As John Ivison at the National Post has explained: “the real pain of the cut will be felt on the opposition benches … The Liberals, whose finances were already in a parlous state, will lose $6.4-million a year. Their last published accounts show a party where expenses outpaced revenues by $1.6-million. The largest source of revenue was the government allowance of $8.6-million or $1.75 for each vote. That amount is set to fall by nearly $2-million because of their reduced share of the vote in the 2008 election. The party raised just $4.7-million from grassroots Liberals, compared to $18-million for the Conservatives.

“Since the party is deeply indebted – one estimate is $10-million – and the loan required to fight the last election was secured with the collateral of the government subsidy, it is clear that the Official Opposition cannot meekly stand in the House of Commons and support the measure as its fair share of the economic pain.”

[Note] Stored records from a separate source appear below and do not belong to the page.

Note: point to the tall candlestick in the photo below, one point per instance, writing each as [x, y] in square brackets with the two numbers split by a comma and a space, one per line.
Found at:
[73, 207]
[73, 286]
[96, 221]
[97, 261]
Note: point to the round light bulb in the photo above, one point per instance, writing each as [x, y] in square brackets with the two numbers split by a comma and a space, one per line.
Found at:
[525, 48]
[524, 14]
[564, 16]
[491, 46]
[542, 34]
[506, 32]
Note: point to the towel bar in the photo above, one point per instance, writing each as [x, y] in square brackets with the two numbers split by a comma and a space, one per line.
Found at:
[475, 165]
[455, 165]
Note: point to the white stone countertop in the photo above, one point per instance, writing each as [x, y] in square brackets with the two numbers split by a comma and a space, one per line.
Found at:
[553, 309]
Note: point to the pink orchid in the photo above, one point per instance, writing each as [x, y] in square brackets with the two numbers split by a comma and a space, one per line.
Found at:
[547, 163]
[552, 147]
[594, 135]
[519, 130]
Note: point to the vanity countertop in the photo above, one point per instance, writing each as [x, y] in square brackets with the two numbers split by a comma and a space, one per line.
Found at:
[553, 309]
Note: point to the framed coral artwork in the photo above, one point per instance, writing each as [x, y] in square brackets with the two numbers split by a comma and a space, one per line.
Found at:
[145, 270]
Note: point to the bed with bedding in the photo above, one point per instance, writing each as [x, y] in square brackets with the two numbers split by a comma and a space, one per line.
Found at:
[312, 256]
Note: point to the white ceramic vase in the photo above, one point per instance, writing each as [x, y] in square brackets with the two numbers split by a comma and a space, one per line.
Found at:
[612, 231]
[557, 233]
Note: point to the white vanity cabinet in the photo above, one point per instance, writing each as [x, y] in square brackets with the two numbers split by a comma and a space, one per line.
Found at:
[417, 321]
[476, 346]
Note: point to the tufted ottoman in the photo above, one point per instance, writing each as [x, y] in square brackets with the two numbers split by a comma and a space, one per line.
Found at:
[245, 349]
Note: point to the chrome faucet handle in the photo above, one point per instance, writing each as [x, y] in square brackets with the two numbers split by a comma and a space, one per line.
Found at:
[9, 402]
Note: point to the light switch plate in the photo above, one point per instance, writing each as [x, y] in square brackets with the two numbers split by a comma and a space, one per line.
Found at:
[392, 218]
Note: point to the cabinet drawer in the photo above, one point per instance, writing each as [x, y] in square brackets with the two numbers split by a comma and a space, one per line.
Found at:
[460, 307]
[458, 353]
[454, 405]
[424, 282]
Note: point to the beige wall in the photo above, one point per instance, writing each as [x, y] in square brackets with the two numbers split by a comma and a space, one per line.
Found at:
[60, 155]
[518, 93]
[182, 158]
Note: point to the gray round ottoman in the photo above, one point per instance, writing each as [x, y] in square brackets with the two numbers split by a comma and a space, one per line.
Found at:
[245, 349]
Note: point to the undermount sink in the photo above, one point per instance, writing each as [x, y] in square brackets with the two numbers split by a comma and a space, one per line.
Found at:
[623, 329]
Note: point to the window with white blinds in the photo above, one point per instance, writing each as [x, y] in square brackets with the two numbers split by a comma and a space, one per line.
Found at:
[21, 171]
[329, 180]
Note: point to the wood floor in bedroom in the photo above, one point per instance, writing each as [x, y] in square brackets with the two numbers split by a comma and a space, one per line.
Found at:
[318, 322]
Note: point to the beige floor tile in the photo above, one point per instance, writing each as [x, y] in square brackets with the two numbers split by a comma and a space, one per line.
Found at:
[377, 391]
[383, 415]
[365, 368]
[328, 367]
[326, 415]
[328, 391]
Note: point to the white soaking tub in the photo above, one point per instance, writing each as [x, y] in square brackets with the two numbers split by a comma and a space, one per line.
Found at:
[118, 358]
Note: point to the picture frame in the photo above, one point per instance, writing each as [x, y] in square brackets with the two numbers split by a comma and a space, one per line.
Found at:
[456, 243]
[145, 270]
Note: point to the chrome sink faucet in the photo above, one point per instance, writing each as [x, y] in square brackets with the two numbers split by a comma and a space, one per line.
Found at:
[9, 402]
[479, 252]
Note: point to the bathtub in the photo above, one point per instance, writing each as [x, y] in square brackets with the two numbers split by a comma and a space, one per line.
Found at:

(Setting the Liberals’s particular problems aside for the moment, Mr. Ivison also interestingly tells us that: “The same can be said of the Bloc Qubcois, which relies almost exclusively on its $2.6-million public subsidy, and, to a lesser extent, the NDP, which gets $4.4-million. The Greens, meanwhile, will need to organize a lot of bake sales to make up for the $1.8-million they are about to lose … The chances of another general election in the near future have always seemed remote, on the basis that none of the combatants could afford it … With this proposal, they can’t afford not to go to the polls again.”)

It says something about the current state of Canadian federal politics that the Conservatives actually do raise the largest amounts of money from their grassroots supporters. Because the Liberals were the natural governing party of Canada for so long, they could (somewhat ironically?) rely more on large corporate donations, and they have increasingly neglected far too much about their grassroots organization, fund-raising most definitely included. (And the Chretien scheme for public funding introduced in 2003 largely turned off the corporate tap.)

Because the Conservatives have been much more typically a kind of almost perpetual opposition party, they have had to develop their more populist grassroots funding capacities (especially though their various recent Progressive Conservative, Reform, and Canadian Alliance permutations). And whatever happens, one thing the Canadian Liberals certainly need to do in the 21st century is take a leaf from Barack Obama’s impressive grassroots fund-raising book south of the unfortified border.

Before the Harper Conservatives introduced their toxic plan to eliminate public funding for Canadian federal political parties, it would have seemed to us that a rather long period of patient reinvigoration and rebuilding of all their grassroots connections and capacities – even vaguely echoing the ancient founding days of the legendary Clear Grits in the middle of the 19th century – was probably the number one item on the current Liberal agenda. (Or certainly ought to be.) And this is a job for which perhaps neither Mr. Ignatieff nor Mr. Rae is uniquely qualified. So what does it really matter who is chosen as leader, at Vancouver in early May 2009?

Now, however, it may just be remotely possible that the Harper government’s plan to cut public funding of political parties – and the potential doors it could be opening to either yet another election or some new and genuinely constructive and creative kind of opposition coalition government – has suddenly thrown all of the Liberals, New Democrats, and Bloc Quebecois lifelines that none of us, in any part of the country, were at all expecting? (And these three opposition groups together do command a clear majority of both seats and popular votes in Parliament today.) As already noted, we will just have to wait and see.